Monday, November 23, 2009

Ode to ANO

Arkansas is the natural state, so naturally when they were looking for a place to build a nuclear plant Arkansas was right up there with "the Garden State" and "the Evergreen State." Northeast Arkansas already looks like it's been hit by a nuclear attack.  It's all brown and empty and flat, but here in the River Valley there are mountains and lakes and trees and things that could actually be destroyed in a nuclear meltdown, so there is great potential theatrical effect and possible post-meltdown before and after pictures that could make you cry.
It provides a lot of jobs and is good for the economy of the area, and it's always in view, a constant comfort in our mastery over the elements. There are a lot of nice houses on hills with gables and decks and a panoramic view of Lake Dardanelle and the concrete coolant tower with it's constant torrent of steam, or "the cloud factory," as one friend refers to it.  The view is like the opening to "the Simpsons."
They put it here because of Lake Dardanelle.  The lake water is needed to cool the reactor. It gets very hot, what with all the splitting of atoms and loose electrons flying around and that lake water filters through there and keeps the plant from literally melting down.  The pressurized steam from the hot water drives turbine generators which produce electricity that gets sent out all across the United States.  When the water is done it gets pumped back out into the lake.  I think that's how it happens anyway.  

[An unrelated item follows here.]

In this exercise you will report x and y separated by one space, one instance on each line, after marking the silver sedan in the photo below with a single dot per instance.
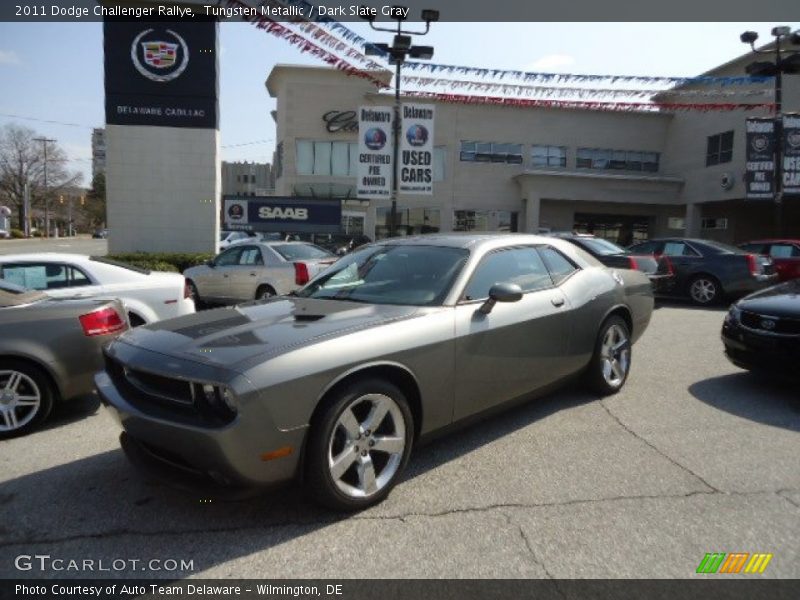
394 343
251 271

I don't know a whole lot about thermodynamics but I imagine that the water would carry some sort of atomic residue after running through the reactor.  They claim that it doesn't but my ice maker can't produce an ice cube that doesn't taste like the freezer, so I'm just using my limited experience with water to conclude that that water from the nuclear plant has to have something of the plant in it.  The fish like it though.  They hang out there by the pipes all day long, and they get huge.  I'm not sure how they taste but they're probably great.  Catfish restaurants are big business here.  
Another benefit is that every year the Bassmasters come here for at least one of their major tournaments.  There are pictures of fishermen holding fish in the air whose tails drag the ground.  There are also stories, mainly from underwater welders who repair the pipes running from the reactor, of catfish who could eat a man.  It's from the warm water.  But I'm not sure a bassmaster has ever caught one of those.  
I'm not crazy about nuclear power because splitting the building blocks of matter into pieces seems dangerous to me, but I'm incurably addicted to electricity so if the Earth has to adapt and produce a few two-headed frogs, or in this case some man-eating catfish, for me to be able to watch Wife Swap that's a chance I'm willing to take.  I also like the clouds, Arkansas Nuclear One.